RESULTADOS: O uropatógeno mais frequente foi E. coli (65,97%). Foi encontrada diferença significativa (p < 0,05) na prevalência de E. coli de acordo com a faixa etária. Ampicilina e nitrofurantoína apresentaram, respectivamente, menor e maior poder inibitório contra enterobactérias. Porém, 88,4% de Proteus mirabilis apresentaram resistência à nitrofurantoína, além de apresentar padrão de resistência mais amplo. As taxas de resistência à ceftriaxona sugerem produção de extended-spectrum beta-lactamases (ESBL).

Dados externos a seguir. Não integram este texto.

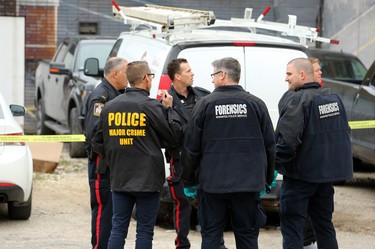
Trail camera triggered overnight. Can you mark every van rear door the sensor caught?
[177,43,307,126]
[178,46,246,92]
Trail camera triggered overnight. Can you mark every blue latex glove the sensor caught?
[184,185,198,199]
[259,170,278,196]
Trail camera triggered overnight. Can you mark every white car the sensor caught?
[0,93,33,220]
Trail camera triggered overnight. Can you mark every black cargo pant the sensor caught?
[168,159,191,248]
[88,157,113,249]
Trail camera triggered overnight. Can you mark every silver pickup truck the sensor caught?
[35,37,115,157]
[310,49,375,167]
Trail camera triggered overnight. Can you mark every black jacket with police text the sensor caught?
[85,78,121,159]
[92,88,182,192]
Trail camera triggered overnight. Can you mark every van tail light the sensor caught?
[4,132,25,146]
[0,182,17,187]
[156,74,172,99]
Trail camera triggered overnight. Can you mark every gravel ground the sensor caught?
[0,146,375,249]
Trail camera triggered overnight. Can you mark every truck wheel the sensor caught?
[8,192,32,220]
[36,99,55,135]
[69,107,87,158]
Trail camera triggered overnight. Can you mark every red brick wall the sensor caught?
[19,6,57,60]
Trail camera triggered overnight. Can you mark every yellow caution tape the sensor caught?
[0,134,85,143]
[0,120,375,143]
[349,120,375,130]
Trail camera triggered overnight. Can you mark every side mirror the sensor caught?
[49,62,71,75]
[83,58,104,77]
[9,105,26,117]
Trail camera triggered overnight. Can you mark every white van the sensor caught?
[90,3,334,223]
[111,29,307,126]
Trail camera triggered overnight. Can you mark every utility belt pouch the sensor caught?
[167,176,181,186]
[96,158,108,174]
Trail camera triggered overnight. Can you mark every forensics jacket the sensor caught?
[91,88,182,192]
[182,85,275,193]
[275,82,353,183]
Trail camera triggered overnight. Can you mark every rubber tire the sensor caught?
[69,107,87,158]
[8,191,32,220]
[36,99,55,135]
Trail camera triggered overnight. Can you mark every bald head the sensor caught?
[285,58,314,91]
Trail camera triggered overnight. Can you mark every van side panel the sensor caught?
[117,35,171,98]
[245,46,307,124]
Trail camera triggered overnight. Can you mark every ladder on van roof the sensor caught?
[112,0,339,47]
[112,0,216,32]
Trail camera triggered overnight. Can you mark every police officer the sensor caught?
[85,57,128,249]
[182,57,275,249]
[92,61,182,249]
[166,58,210,248]
[276,58,353,249]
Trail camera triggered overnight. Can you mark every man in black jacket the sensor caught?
[182,57,275,249]
[276,58,353,249]
[85,57,128,249]
[166,58,210,249]
[92,61,182,249]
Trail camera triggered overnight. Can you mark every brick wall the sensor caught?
[19,5,57,60]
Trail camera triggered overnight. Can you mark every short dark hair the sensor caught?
[104,57,127,77]
[212,57,241,83]
[126,61,150,87]
[167,58,188,81]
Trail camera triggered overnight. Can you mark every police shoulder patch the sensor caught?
[93,102,104,117]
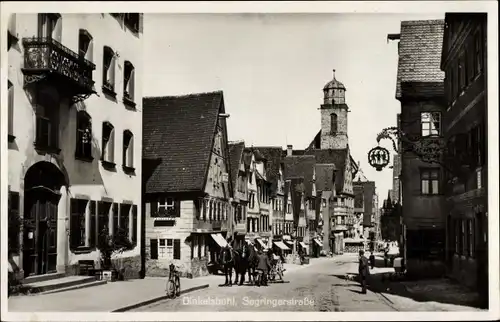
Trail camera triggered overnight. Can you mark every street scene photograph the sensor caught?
[2,3,500,321]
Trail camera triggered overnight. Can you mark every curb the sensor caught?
[111,284,210,313]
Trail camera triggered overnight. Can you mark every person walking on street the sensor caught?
[370,252,375,269]
[358,250,370,294]
[257,251,271,286]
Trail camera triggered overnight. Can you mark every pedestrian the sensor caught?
[370,252,375,269]
[256,251,271,286]
[358,250,370,294]
[220,243,234,286]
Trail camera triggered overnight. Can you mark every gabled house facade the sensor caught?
[7,13,143,283]
[229,141,250,248]
[441,13,489,303]
[396,20,446,277]
[143,91,234,277]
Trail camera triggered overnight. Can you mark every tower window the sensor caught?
[330,113,338,134]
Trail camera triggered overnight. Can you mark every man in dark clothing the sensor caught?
[370,252,375,269]
[358,250,370,294]
[257,252,271,286]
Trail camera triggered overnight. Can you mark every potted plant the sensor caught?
[96,228,133,282]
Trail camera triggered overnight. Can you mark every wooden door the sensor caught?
[23,190,59,276]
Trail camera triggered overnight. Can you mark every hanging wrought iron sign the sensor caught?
[368,146,390,171]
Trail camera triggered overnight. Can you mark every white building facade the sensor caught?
[8,13,143,277]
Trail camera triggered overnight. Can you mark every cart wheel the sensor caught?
[167,280,175,298]
[175,277,181,296]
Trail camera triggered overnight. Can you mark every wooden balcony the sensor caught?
[22,37,95,103]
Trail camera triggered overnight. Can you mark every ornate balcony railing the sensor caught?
[22,37,95,102]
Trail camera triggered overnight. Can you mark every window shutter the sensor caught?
[174,200,181,217]
[8,81,14,135]
[127,135,134,168]
[149,199,158,218]
[106,128,115,162]
[88,200,97,247]
[149,239,158,259]
[174,239,181,259]
[112,202,120,235]
[85,39,94,62]
[52,16,62,42]
[69,198,80,249]
[131,205,138,245]
[127,68,135,100]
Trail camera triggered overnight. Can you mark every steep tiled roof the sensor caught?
[253,146,282,181]
[306,149,348,192]
[396,20,444,98]
[316,164,336,191]
[284,155,316,197]
[143,91,224,193]
[229,142,245,192]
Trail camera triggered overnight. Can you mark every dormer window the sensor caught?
[78,29,94,61]
[124,13,140,33]
[102,46,116,97]
[123,60,135,107]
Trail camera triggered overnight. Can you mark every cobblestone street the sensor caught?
[134,256,395,312]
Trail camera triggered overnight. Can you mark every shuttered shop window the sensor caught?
[149,239,158,259]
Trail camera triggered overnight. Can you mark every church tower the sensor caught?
[321,69,349,150]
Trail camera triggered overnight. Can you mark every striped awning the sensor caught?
[274,241,290,250]
[211,234,227,247]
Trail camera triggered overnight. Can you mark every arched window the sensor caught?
[330,113,338,134]
[123,60,135,103]
[122,130,134,170]
[75,111,92,161]
[101,122,115,166]
[78,29,94,61]
[102,46,116,94]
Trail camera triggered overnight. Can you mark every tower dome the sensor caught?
[323,69,346,105]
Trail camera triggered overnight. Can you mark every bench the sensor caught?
[78,260,95,276]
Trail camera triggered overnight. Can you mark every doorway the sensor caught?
[23,162,65,277]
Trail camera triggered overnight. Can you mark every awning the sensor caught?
[256,238,267,248]
[211,234,227,247]
[274,241,290,250]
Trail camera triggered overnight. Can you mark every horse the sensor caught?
[220,247,235,286]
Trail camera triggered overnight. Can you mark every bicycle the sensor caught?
[166,264,181,298]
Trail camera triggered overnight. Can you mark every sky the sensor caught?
[143,13,444,204]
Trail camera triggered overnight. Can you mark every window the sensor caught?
[75,111,92,161]
[149,239,158,259]
[97,201,111,235]
[69,198,89,250]
[118,204,132,241]
[330,113,338,134]
[101,122,115,167]
[78,29,94,61]
[124,13,140,33]
[35,97,59,153]
[102,46,116,96]
[123,60,135,107]
[7,80,15,141]
[38,13,62,42]
[420,169,439,195]
[458,55,467,93]
[474,31,483,76]
[122,130,134,171]
[421,112,441,136]
[158,198,180,217]
[467,219,475,257]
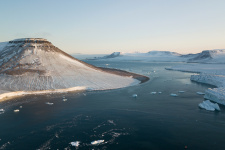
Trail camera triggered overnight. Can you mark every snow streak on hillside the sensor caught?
[0,39,140,99]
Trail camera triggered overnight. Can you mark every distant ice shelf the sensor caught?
[167,64,225,105]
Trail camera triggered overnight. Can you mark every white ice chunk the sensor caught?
[196,92,205,95]
[170,93,177,97]
[91,140,105,145]
[14,109,20,112]
[132,94,137,98]
[70,141,80,147]
[46,102,53,105]
[198,100,220,111]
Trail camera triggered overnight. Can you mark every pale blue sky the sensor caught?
[0,0,225,54]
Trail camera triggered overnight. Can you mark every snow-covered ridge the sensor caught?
[0,38,147,101]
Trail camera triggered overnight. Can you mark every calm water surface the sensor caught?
[0,61,225,150]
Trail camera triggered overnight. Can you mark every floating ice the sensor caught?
[132,94,137,98]
[198,100,220,111]
[91,140,105,145]
[196,92,205,95]
[70,141,80,147]
[46,102,53,105]
[14,109,20,112]
[170,93,177,97]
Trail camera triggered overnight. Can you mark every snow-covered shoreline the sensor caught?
[0,86,88,102]
[166,64,225,105]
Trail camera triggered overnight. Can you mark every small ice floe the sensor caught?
[198,100,220,111]
[0,109,5,113]
[91,140,105,145]
[132,94,137,98]
[14,109,20,112]
[70,141,80,147]
[45,102,53,105]
[170,93,178,97]
[196,92,205,95]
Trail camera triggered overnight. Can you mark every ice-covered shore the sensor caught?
[166,64,225,105]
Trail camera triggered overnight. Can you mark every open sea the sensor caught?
[0,61,225,150]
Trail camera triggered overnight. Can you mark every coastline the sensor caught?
[165,64,225,105]
[0,67,149,102]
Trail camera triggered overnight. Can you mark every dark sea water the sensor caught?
[0,61,225,150]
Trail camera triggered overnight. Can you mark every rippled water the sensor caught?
[0,61,225,150]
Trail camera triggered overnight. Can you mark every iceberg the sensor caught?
[14,109,20,112]
[45,102,53,105]
[198,100,220,111]
[132,94,137,98]
[196,92,205,95]
[170,93,178,97]
[91,140,105,145]
[70,141,80,147]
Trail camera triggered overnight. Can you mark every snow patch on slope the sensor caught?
[0,39,140,101]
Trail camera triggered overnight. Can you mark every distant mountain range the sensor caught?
[87,49,225,63]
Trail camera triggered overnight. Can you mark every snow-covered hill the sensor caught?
[95,51,187,62]
[0,38,148,98]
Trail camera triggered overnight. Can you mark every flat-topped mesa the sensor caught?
[9,38,51,44]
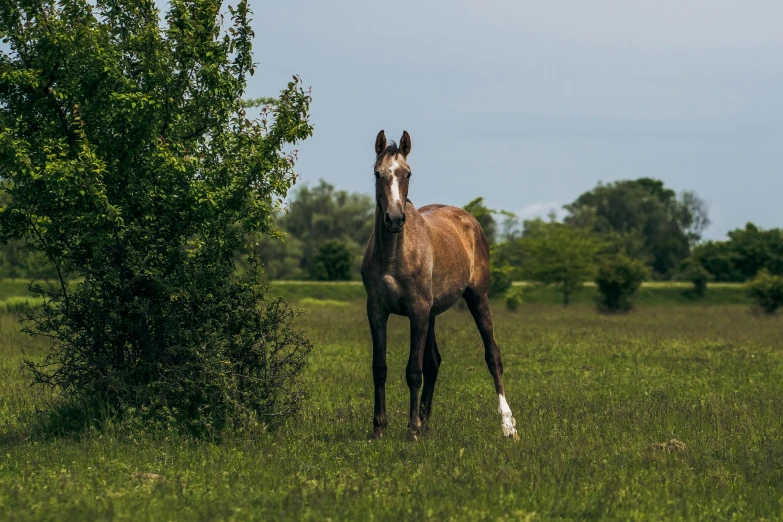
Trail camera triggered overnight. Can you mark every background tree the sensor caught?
[463,198,498,245]
[259,180,375,279]
[595,254,649,313]
[0,0,312,433]
[310,239,354,281]
[564,178,709,279]
[693,223,783,282]
[518,216,601,306]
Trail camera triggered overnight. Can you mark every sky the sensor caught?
[248,0,783,239]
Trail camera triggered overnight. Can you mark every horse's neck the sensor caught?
[374,201,416,264]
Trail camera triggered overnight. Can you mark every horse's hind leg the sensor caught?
[421,316,441,428]
[464,289,519,440]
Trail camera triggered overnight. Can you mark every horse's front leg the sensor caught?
[405,307,430,442]
[367,299,389,439]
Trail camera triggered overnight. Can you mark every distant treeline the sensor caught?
[0,178,783,286]
[248,178,783,286]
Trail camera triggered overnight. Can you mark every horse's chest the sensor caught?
[381,274,405,299]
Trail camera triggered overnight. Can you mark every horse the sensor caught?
[361,131,519,441]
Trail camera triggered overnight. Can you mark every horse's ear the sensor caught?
[375,131,386,154]
[400,131,411,158]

DISCUSSÃO: Nossos dados são semelhantes aos encontrados em outros estudos. É importante que esses dados sejam conhecidos pela comunidade médica local, bem como dados de estudos futuros que possam detectar mudanças na etiologia ou no padrão de resistência em nossa região. Esse monitoramento constitui importante ferramenta para atualização da terapêutica empírica.

CONCLUSÃO: Os dados aqui relatados demonstram que a etiologia das infecções urinárias é semelhante à encontrada em outras partes do mundo. Porém, o padrão de resistência desses uropatógenos pode possuir características diferenciadas de acordo com o histórico de consumo de antimicrobianos em cada comunidade. Assim, é importante que dados epidemiológicos sejam periodicamente divulgados com a intenção de auxiliar a comunidade médica.

Uniternos: Infeção do trato urinário; Uroculturas; Resistência aos antimicrobianos

ABSTRACT

INTRODUCTION AND OBJECTIVE: Urinary tract infection (UTI) is frequently diagnosed in medical practice and the isolation of resistant strains in non-hospitalized patients is increasingly common. Our objective was to evaluate the frequency and resistance of uropathogens in the city of Presidente Prudente, Brazil, between January 2006 and December 2007.

MATERIAL AND METHODS: We carried out a retrospective investigation into the etiology and resistance patterns of uropathogens.

RESULTS: The most frequent uropathogen was E. coli (65.97%). There was a significant difference (p < 0.05) in the prevalence of E. coli according to the age group. Ampicillin and nitrofurantoin showed, respectively, smaller and larger inhibitory power against enterobacteria. However, 88.4% of Proteus mirabilis showed resistance to nitrofurantoin as well as wider resistance pattern. Resistance rates to ceftriaxone suggest production of ESBL.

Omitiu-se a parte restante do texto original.